Let this be a wake up call to anyone who values the cleanliness of Huntsville’s waters: this past weekend, volunteers with Tennessee Riverkeeper and the Orion Amphitheater collected more than 1,700 pounds of trash from Pinhook Creek in Downtown Huntsville.
That’s a lot of trash, folks. And that was just one day of work…Read more
Tennessee Riverkeeper’s efforts
Eighteen volunteers representing Tennessee Riverkeeper and the Orion Amphitheater worked Saturday to remove aquatic litter and large debris from Pinhook Creek, and filled 44 bags of trash in just a day’s work.
In addition to the trash filling dozens of bags, workers removed large debris including a shopping cart, plywood, tires, a car bumper and miscellaneous auto parts.
According to Tennessee Riverkeeper officials, most of the litter found was made from some form of plastic, the most common being polystyrene (styrofoam), polyethylene (plastic bottles and shopping bags) and polypropylene (straws).
“Plastic pollution is a local and global issue. Scientific studies have confirmed that microplastics and chemicals related to the plastic industry are found in humans and wildlife. These cleanups are a great short term solution, but we need bigger solutions that prevent this problem from getting worse, such as The Orion Ampitheater’s reusable cup program.”David Whiteside, founder of Tennessee Riverkeeper
Plastics are a real problem
In 2019, Tennessee Riverkeeper launched a microplastics campaign to remove plastic and other litter from waterways, while educating the public about this pollution threat.
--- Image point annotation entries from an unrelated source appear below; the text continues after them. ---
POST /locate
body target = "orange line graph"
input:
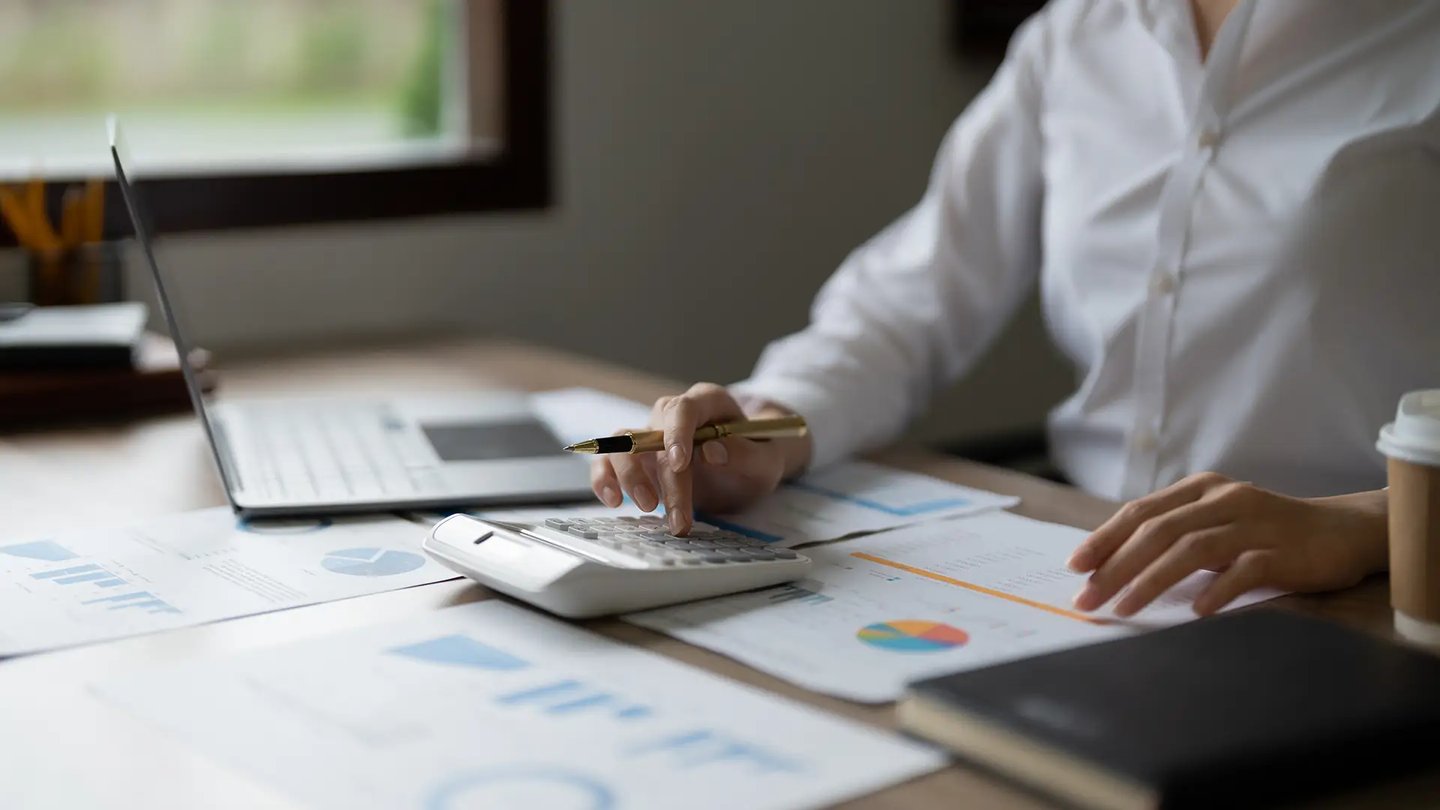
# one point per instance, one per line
(979, 588)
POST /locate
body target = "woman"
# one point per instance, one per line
(1233, 214)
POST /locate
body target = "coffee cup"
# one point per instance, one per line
(1411, 444)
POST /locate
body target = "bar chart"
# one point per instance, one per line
(101, 577)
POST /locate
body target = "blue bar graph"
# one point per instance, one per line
(121, 598)
(141, 600)
(65, 571)
(91, 577)
(41, 549)
(569, 696)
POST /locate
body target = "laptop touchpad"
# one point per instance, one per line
(490, 441)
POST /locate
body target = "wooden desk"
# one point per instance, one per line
(55, 730)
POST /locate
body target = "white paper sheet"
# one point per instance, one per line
(883, 610)
(490, 705)
(846, 499)
(856, 497)
(195, 567)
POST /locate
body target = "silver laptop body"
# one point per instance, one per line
(291, 457)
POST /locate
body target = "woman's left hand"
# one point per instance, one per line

“Scientists working with National Geographic documented that the Tennessee River is polluted by as many as 16,000 to 18,000 microplastic particles per cubic meter. This pollution occurs when larger plastics breakdown over time. Experts think that they can last for hundreds of years, and toxicity can ‘biomagnify’ as microplastics build up in the food chain.”David Whiteside, founder of Tennessee Riverkeeper
The Tennessee River and its tributaries around Huntsville, like Pinhook Creek, are often collection zones for litter. Litter that flies out of garbage trucks or gets thrown out on streets will frequently flow into creeks and rivers after rain events via drainage systems. This garbage negatively impacts water quality and is much more than just a visible eyesore.
Whiteside said preventing plastics from entering waterways is an obvious solution and it is “easier to remove garbage from the shorelines and shallow water of creeks and rivers.”
Cleanups organized by Tennessee Riverkeeper have prevented more than 50,000 pounds of litter from entering our waterways.